This Demonstration shows the path of a variance gamma process, a pure jump process of finite variation, but with infinitely many jumps. This process has been used in option pricing in place of Brownian motion, generally producing answers that agree better with empirical evidence. The process is constructed by means of "Brownian subordination", that is, by evaluating Brownian motion with drift at random times given by a gamma process. There are three basic controls: the volatility and drift of the Brownian motion and the variance of the gamma process. These parameters allow you to control the skewness and kurtosis of the return distribution in addition to mean and variance, as is the case with models based on Brownian motion.

The last control, "range of values", makes it possible to zoom into the process to see the jumps when they are too small to be visible in the default view or when parts of the trajectory lie outside the displayed area.

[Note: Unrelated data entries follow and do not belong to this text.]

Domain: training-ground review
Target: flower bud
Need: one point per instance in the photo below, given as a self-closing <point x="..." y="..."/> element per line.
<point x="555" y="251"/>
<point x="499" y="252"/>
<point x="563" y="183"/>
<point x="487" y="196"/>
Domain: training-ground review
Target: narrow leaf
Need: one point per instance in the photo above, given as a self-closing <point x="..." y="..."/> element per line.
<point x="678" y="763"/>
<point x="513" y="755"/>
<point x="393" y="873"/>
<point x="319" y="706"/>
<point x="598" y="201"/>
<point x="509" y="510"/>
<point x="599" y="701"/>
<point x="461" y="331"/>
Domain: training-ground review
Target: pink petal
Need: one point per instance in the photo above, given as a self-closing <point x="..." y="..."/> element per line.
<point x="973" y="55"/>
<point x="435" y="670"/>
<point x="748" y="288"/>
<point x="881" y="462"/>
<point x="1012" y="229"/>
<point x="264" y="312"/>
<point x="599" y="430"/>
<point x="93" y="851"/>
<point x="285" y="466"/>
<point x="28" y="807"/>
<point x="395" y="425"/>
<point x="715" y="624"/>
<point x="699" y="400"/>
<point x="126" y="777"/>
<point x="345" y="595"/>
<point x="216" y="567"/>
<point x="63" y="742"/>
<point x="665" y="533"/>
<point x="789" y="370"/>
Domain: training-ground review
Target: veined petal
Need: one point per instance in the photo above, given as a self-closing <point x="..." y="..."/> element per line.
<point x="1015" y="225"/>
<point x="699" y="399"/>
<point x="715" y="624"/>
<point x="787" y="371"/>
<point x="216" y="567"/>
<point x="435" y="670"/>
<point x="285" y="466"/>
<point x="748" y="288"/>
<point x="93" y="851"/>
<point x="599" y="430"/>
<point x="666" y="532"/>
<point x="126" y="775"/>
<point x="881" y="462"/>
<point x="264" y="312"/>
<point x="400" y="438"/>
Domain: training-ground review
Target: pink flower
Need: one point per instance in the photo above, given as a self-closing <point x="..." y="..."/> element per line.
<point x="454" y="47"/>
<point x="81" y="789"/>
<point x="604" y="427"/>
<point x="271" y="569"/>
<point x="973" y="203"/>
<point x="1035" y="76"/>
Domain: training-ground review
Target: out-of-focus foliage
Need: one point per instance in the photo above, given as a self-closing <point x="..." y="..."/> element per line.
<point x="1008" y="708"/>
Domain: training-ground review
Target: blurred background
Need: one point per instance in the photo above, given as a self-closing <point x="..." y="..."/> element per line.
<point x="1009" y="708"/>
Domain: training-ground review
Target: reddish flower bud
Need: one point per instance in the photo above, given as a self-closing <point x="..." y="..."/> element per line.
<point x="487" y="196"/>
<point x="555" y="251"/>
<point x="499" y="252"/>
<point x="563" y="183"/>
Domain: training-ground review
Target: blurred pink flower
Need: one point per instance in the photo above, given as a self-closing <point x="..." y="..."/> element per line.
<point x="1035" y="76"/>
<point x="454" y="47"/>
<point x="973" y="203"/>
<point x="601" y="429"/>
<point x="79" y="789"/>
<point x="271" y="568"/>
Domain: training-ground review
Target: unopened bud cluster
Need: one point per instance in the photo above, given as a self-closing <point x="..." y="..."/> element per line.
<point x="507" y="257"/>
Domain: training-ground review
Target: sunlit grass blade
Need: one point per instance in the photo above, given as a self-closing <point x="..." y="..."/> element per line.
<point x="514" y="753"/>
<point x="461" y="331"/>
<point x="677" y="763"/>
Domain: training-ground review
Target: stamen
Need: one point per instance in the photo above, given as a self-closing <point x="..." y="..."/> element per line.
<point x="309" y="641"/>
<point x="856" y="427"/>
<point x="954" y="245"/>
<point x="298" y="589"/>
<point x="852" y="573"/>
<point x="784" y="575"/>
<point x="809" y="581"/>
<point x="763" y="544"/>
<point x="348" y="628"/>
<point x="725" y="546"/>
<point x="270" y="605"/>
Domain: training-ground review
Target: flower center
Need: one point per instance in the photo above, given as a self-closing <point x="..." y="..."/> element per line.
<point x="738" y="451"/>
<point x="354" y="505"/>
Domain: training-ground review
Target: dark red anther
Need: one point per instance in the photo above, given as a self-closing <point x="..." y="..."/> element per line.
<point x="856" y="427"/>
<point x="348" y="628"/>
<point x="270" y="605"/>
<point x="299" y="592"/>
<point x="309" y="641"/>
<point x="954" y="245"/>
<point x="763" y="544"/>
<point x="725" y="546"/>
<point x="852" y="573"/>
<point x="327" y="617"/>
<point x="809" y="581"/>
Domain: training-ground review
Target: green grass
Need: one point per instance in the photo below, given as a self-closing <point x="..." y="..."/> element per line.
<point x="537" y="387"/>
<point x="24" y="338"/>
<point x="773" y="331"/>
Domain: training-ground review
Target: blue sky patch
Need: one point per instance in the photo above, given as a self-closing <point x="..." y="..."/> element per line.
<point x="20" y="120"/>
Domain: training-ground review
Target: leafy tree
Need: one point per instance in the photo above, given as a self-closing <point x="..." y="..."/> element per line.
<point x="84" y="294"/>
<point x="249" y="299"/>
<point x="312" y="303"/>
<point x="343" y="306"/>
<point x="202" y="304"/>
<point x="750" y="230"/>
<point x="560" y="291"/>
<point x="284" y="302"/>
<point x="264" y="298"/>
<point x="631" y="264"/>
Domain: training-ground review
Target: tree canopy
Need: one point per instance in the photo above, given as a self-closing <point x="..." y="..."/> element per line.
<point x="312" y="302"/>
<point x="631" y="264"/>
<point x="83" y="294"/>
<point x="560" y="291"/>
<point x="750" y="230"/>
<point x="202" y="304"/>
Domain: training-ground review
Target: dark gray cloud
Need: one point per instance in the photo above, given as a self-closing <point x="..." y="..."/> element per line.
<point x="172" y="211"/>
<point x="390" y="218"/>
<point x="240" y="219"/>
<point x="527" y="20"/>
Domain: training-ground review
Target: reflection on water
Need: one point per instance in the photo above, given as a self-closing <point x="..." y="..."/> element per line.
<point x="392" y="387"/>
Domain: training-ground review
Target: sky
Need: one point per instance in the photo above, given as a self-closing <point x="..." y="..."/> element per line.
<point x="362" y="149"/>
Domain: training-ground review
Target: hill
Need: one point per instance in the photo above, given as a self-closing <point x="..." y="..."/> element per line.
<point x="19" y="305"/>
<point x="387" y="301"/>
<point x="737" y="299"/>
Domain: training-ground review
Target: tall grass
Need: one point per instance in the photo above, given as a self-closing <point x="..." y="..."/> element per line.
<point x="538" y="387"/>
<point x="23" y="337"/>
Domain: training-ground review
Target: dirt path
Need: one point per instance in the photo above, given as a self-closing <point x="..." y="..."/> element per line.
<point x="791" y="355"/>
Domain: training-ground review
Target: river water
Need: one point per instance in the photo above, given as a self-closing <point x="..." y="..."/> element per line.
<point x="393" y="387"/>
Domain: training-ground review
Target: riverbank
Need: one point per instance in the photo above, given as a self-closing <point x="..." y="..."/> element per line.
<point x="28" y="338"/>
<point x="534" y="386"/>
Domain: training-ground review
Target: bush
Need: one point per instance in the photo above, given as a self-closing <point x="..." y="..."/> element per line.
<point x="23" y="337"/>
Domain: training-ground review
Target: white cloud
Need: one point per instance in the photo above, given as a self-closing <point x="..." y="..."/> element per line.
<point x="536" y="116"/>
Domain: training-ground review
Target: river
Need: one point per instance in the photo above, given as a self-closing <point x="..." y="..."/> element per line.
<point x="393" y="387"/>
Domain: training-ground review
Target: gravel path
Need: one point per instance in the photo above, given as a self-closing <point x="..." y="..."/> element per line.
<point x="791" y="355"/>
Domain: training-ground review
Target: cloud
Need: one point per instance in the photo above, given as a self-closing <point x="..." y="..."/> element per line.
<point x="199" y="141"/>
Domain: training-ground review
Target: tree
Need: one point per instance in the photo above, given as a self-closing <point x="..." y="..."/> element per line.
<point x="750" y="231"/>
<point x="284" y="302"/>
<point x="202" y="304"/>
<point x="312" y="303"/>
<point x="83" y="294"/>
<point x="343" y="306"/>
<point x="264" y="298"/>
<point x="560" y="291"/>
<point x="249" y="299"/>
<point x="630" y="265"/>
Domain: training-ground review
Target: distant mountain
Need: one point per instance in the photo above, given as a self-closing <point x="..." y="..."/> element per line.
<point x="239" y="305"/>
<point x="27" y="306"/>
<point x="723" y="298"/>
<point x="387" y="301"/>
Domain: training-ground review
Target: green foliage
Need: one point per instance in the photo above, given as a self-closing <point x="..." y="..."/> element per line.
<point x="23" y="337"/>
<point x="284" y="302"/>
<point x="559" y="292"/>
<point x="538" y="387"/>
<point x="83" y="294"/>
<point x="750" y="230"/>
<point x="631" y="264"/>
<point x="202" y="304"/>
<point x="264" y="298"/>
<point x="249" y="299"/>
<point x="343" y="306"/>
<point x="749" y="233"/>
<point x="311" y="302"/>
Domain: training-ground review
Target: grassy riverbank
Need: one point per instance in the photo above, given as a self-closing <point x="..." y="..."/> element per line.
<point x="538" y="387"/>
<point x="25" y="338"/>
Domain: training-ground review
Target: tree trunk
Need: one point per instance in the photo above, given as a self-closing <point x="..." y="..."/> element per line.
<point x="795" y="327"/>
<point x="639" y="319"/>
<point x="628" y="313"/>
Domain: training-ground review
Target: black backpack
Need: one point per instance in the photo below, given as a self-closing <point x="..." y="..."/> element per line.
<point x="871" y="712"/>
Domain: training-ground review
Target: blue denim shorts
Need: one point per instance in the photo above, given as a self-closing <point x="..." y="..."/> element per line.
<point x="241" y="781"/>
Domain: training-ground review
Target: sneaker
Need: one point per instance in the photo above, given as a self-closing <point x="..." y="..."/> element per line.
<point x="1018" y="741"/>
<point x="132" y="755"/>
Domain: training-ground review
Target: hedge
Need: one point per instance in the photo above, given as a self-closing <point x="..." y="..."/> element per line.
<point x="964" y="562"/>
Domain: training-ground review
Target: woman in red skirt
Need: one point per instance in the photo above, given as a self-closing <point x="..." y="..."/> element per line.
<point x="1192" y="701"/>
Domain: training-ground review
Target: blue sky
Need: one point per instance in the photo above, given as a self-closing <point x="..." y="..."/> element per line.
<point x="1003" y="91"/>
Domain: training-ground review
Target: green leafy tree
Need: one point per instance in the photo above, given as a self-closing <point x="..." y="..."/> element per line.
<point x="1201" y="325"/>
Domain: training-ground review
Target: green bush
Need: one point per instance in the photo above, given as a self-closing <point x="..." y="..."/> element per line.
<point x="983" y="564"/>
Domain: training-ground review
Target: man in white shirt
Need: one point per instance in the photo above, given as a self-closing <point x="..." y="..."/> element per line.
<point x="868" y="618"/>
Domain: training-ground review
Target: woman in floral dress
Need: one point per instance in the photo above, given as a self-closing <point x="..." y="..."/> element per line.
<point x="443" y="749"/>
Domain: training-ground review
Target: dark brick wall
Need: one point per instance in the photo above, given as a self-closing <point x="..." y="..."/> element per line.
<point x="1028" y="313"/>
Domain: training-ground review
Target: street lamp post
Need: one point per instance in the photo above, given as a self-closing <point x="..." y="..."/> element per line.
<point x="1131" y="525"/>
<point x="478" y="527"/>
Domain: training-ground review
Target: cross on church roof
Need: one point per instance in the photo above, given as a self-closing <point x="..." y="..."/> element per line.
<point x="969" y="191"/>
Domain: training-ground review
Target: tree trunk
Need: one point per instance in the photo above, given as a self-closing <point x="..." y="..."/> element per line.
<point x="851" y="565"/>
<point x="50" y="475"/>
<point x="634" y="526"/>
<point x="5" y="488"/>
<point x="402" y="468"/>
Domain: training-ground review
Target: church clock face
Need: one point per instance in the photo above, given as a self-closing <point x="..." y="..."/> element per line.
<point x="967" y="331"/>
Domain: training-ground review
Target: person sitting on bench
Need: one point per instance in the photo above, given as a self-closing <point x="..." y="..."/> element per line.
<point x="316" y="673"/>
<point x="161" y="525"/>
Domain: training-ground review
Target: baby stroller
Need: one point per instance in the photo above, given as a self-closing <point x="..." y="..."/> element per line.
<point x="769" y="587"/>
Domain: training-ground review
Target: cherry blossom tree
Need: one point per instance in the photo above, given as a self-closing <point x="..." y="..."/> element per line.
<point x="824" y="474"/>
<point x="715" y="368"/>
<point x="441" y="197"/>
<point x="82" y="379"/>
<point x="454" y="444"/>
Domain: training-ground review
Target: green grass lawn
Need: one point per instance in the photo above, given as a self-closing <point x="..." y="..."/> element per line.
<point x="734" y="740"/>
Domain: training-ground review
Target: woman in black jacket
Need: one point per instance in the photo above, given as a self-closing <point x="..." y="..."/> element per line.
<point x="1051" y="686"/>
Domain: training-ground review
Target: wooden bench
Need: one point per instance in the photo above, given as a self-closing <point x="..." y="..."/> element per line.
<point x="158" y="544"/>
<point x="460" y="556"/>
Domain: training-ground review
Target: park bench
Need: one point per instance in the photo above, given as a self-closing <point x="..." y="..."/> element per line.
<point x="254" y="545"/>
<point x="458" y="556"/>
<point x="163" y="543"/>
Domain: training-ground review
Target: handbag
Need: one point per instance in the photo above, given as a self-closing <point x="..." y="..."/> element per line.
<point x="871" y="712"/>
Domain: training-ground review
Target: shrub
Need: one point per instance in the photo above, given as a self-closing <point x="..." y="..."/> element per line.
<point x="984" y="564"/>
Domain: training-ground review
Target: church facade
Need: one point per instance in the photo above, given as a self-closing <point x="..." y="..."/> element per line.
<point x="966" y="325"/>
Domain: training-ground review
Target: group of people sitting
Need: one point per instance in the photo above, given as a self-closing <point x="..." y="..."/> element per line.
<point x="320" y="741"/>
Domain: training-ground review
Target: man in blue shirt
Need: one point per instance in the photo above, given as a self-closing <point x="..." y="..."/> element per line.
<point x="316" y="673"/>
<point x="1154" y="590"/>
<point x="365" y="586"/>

The variance gamma stochastic process is a three-parameter generalization of the Brownian motion process. It is an example of the finite variation Lévy process. It has infinitely many jumps in any time interval, but only finitely many jumps larger than any given size. Like all finite variation processes, it can be written as the difference of two increasing processes, in this case gamma processes.

The variance gamma process was introduced into option pricing by Madan and Seneta [1] and generalized by Madan, Carr, and Chang [2]. Explicit formulas for European style options can be given, generalizing the Black–Scholes formulas. The model has been shown to perform better than the Black–Scholes model under the "historical approach" [3].

[1] D. B. Madan and E. Seneta, "The Variance Gamma Process (V.G.) Model for Share Market Returns," Journal of Business63(4) pp. 511-524.

[2] D. B. Madan, P. P. Carr, and E. C. Chang, "The Variance Gamma Process and Option Pricing," European Finance Review2(1), 1998 pp. 79-105.

[3] K. Lam, E. Chang, and M. C. Lee, "An Empirical Test of the Variance Gamma Option Pricing Model," Pacific Basin Finance Journal10(3), 2002 pp. 267-285.